Il y a des villes qui restent marquées au fer rouge par leur histoire passée. Glorieuses ou malheureuses, leurs âmes sont comme habitées par des démons immortels qui survivent à tout y compris à leur légende. Charleroi est de ces villes. La capitale du « pays noir » n’a plus de mines de charbon en exploitation. Pourtant, elle reste dans l’imaginaire collectif la ville industrielle par excellence, celle de la sidérurgie ou ce qu’il en reste, de la verrerie, des produits chimiques ou des constructions électriques. Ces métiers, conjugués à l’extraction de la houille, firent d’elle un temps l’une des villes les plus riches du pays, contribuant à faire de la Belgique la deuxième puissance industrielle au monde.

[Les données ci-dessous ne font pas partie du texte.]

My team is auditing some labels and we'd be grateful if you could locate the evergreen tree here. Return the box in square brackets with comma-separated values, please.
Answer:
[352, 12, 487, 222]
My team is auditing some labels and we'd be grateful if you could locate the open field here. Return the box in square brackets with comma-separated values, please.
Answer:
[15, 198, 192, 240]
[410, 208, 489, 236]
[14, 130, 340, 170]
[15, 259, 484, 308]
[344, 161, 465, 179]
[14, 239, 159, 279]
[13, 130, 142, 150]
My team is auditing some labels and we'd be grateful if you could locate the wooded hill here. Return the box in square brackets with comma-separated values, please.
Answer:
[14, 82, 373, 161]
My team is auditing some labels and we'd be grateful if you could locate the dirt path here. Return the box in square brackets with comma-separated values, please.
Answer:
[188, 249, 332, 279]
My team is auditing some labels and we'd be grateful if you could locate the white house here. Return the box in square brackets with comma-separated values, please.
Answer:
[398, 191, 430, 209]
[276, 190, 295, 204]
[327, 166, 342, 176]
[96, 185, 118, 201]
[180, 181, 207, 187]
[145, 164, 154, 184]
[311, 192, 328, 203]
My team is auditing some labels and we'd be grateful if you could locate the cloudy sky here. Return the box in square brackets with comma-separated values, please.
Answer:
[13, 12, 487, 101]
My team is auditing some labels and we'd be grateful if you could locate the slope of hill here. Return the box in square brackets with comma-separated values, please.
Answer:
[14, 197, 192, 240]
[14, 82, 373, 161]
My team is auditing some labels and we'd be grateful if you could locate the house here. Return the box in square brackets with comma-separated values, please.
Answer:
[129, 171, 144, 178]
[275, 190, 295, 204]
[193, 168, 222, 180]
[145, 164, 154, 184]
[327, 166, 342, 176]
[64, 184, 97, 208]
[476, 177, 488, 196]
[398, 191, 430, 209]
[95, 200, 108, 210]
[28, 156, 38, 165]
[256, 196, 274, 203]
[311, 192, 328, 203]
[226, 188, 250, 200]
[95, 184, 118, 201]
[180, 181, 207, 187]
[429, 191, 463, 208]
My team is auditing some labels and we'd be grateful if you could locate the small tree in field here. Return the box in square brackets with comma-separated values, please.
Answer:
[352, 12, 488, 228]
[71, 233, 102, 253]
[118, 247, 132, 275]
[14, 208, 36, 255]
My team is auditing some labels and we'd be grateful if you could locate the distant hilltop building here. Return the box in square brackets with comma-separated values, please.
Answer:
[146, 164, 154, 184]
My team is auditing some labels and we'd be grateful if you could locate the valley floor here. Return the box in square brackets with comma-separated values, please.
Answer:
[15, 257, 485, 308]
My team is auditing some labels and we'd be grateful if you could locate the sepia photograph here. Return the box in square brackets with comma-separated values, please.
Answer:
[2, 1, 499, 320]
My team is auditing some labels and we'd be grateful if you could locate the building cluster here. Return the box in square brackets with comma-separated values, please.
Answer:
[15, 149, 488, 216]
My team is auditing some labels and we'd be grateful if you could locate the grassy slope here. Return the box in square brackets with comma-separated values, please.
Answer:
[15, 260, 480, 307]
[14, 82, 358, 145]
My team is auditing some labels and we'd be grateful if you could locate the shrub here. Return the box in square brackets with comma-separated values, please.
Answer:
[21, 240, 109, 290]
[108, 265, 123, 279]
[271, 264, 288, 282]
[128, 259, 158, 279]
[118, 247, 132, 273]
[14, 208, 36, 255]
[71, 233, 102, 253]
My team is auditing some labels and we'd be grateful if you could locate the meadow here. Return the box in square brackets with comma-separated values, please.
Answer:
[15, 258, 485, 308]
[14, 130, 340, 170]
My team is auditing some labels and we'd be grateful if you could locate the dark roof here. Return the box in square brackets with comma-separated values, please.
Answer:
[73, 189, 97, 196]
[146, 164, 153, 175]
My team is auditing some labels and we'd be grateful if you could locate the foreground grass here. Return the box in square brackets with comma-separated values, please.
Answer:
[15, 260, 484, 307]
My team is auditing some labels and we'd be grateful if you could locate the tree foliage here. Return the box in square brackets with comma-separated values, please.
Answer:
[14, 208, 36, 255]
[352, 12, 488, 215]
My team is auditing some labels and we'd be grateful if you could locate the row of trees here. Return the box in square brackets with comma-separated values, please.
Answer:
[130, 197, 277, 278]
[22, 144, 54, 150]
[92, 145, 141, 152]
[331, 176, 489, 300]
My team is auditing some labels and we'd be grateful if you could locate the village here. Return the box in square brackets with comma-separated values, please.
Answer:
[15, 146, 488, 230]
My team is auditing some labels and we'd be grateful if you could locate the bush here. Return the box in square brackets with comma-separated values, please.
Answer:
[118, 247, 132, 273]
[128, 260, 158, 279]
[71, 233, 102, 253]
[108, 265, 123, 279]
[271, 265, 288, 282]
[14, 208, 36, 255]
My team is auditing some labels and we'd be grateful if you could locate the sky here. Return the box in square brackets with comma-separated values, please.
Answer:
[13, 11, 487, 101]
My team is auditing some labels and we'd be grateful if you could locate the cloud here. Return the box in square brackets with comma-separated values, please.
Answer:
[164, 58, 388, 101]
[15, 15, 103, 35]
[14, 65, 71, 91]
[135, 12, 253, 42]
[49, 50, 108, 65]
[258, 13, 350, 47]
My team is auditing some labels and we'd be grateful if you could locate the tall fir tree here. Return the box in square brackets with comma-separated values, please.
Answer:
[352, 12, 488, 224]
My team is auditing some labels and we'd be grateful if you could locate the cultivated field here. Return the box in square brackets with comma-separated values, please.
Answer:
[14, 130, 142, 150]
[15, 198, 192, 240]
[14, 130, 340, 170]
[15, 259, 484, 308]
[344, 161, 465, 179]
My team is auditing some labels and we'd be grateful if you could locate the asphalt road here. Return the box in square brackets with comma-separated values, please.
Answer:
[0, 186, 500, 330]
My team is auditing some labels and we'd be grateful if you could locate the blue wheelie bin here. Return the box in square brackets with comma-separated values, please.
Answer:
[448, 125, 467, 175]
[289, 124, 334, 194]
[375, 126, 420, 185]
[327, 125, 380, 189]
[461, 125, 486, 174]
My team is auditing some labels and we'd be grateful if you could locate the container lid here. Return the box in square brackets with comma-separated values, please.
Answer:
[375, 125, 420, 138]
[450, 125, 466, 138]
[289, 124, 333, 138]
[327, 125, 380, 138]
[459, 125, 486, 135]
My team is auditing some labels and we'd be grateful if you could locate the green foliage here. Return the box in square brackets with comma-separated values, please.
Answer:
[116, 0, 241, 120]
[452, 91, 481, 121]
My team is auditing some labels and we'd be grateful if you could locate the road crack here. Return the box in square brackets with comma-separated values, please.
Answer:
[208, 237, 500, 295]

Mais Charleroi, comme n’importe quelle autre ville, ce sont d’abord des histoires de femmes et d’hommes. Par leur origine locale ou lointaine, dans un élan modeste ou une immesurable contribution, par le travail des bras ou celui de la pensée, ils ont forgé cette ville, par leur engagement, leur volonté et leurs sacrifices. Pour retracer ces parcours, nous aurions pu remonter à la première année d’édification de la ville, le 3 septembre 1666 (c’est dans  un registre paroissial conservé aux archives de l’Etat à Mons que l’on retrouve la note) mais pour évoquer sa diversité culturelle, c’est au 19e siècle que l’on doit s’arrêter.

Charleroi au zénith

Difficile pour la jeune génération actuelle de le concevoir mais Charleroi fut riche, très riche. Tout a commencé, notamment, grâce à la famille Cockerill, des Anglais du Lancashire, un comté au nord-ouest de l’Angleterre.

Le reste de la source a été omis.